I have been working on a campaign to help Pacific tuna to recover for more than 3 years, yet this is my first time joining the Pacific tour with Greenpeace’s biggest ship, MY Esperanza. It is one thing to know about the issues, but it is another to actually go into the fishing grounds in the Pacific to witness how the tuna fisheries empty our oceans and to be able to experience the fragility and beauty of nature.

On day one, we sent out the helicopter, and luckily, we spotted the first vessel just in the first flight. Last year, it took almost one week to find a vessel -- this can also give you an idea how big the oceans are. The vessel we spotted was a Taiwanese longliner, who has a license to fish in the Palauan EEZ. After we inspected the vessel, we asked the friendly Taiwanese captain if there are other fishing boats nearby. Then he told us that he saw some FADs (fish aggregation devices) in Palau’s waters, and he gave us the coordinates of the FAD location.

We decided to change the course of the Esperanza to chase down the FADs. At the break of dawn the next day, our helicopter found 5 FADs in the area!

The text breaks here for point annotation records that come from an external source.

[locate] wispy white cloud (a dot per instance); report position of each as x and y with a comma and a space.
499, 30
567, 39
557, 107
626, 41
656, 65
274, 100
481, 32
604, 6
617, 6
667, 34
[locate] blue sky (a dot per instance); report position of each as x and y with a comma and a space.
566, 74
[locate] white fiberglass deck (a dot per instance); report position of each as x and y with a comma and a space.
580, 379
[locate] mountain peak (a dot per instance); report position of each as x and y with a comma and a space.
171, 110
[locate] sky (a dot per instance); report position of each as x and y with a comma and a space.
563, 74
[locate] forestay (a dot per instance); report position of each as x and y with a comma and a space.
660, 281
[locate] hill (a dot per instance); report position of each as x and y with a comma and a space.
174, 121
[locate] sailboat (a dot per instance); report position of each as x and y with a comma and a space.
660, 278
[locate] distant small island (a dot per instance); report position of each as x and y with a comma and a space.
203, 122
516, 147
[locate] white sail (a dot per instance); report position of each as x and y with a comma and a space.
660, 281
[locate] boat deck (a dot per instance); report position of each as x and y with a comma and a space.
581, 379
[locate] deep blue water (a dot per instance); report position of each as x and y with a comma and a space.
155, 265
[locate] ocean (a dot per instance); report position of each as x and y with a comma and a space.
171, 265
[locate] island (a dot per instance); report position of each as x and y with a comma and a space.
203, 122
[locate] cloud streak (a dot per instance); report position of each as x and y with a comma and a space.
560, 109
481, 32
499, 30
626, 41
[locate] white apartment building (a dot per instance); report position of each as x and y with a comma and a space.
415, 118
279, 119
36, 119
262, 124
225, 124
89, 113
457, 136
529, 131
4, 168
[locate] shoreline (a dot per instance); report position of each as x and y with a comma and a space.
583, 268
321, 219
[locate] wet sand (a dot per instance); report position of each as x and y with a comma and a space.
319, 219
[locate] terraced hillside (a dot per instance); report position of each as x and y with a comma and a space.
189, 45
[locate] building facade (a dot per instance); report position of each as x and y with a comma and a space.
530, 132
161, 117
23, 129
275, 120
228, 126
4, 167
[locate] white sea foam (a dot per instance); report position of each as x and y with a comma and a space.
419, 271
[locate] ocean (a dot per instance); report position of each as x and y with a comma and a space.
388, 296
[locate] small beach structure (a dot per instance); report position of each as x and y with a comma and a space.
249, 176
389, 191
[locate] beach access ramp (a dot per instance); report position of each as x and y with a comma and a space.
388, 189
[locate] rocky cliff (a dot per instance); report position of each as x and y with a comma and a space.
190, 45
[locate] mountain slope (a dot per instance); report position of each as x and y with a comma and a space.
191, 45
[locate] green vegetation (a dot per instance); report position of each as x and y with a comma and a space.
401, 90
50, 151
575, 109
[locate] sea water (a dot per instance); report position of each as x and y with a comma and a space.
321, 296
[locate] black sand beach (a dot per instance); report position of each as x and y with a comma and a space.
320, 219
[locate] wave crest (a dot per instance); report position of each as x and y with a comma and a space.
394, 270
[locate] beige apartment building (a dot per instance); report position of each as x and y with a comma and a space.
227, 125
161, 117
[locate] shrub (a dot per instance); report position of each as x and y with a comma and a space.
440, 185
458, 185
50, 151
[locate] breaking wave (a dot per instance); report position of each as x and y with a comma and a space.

Those FADs are not authorized to be set in Palauan EEZ according to the Palau enforcement officer. So we were asked to sink them as part of the joint surveillance agreement between Greenpeace and the Palau government.

How to sink a FAD? This is the first question that came up to mind as a new comer of the Pacific tour. We sent two inflatables, approached the first FAD at N04 30.5’ E13532.0’. It is an anchored cylindrical barrel object with only a number #77 on it. No information of the owner or who set it there. Schools of fish were swimming under the only floating object in the middle of the sea. Divers documented the marine life that was attracted by this deadly evil device.

I was one of the dive team member trying to swim hard against the crazy strong current to reach the FAD. I saw school of rainbow runner, small trigger fishes and an oceanic white tip. I felt like I am part of the ocean, living in this blue world. And I also know it is not easy for animals living in this condition, they have to fight with climate, current, food, escape from predators. Everything was in harmony until the fishing boats came to this far region to take all the fish out of the water.

Looking into the deep blue ocean, my mind is as clear as the sea. I know what I am trying to protect now -- the fragile ecosystem, the declining stock of tuna, the endangered species and the beautiful blue world.

We used a home-made “FAD hammer” to make holes on the FAD and let it sink. Everyone there were enjoying the “titanic moment” when we saw the FAD finally rest in peace at the bottom of Pacific. It may turn to a new home for other marine life after years, much better than helping the fleet to scope up the lives in the ocean.

It was a long and exhausting operation which took four hours to sink one FAD. Everyone was so tired but we were so happy at the same time. We sunk two more FADs afterwards and left the other two to the Palau authority to follow up because we need to head to the high sea, which is the enforcement loophole in the Pacific. We have to go and see if there is any illegal fishing activity and stop it. Time is running out for tuna and the ocean defenders.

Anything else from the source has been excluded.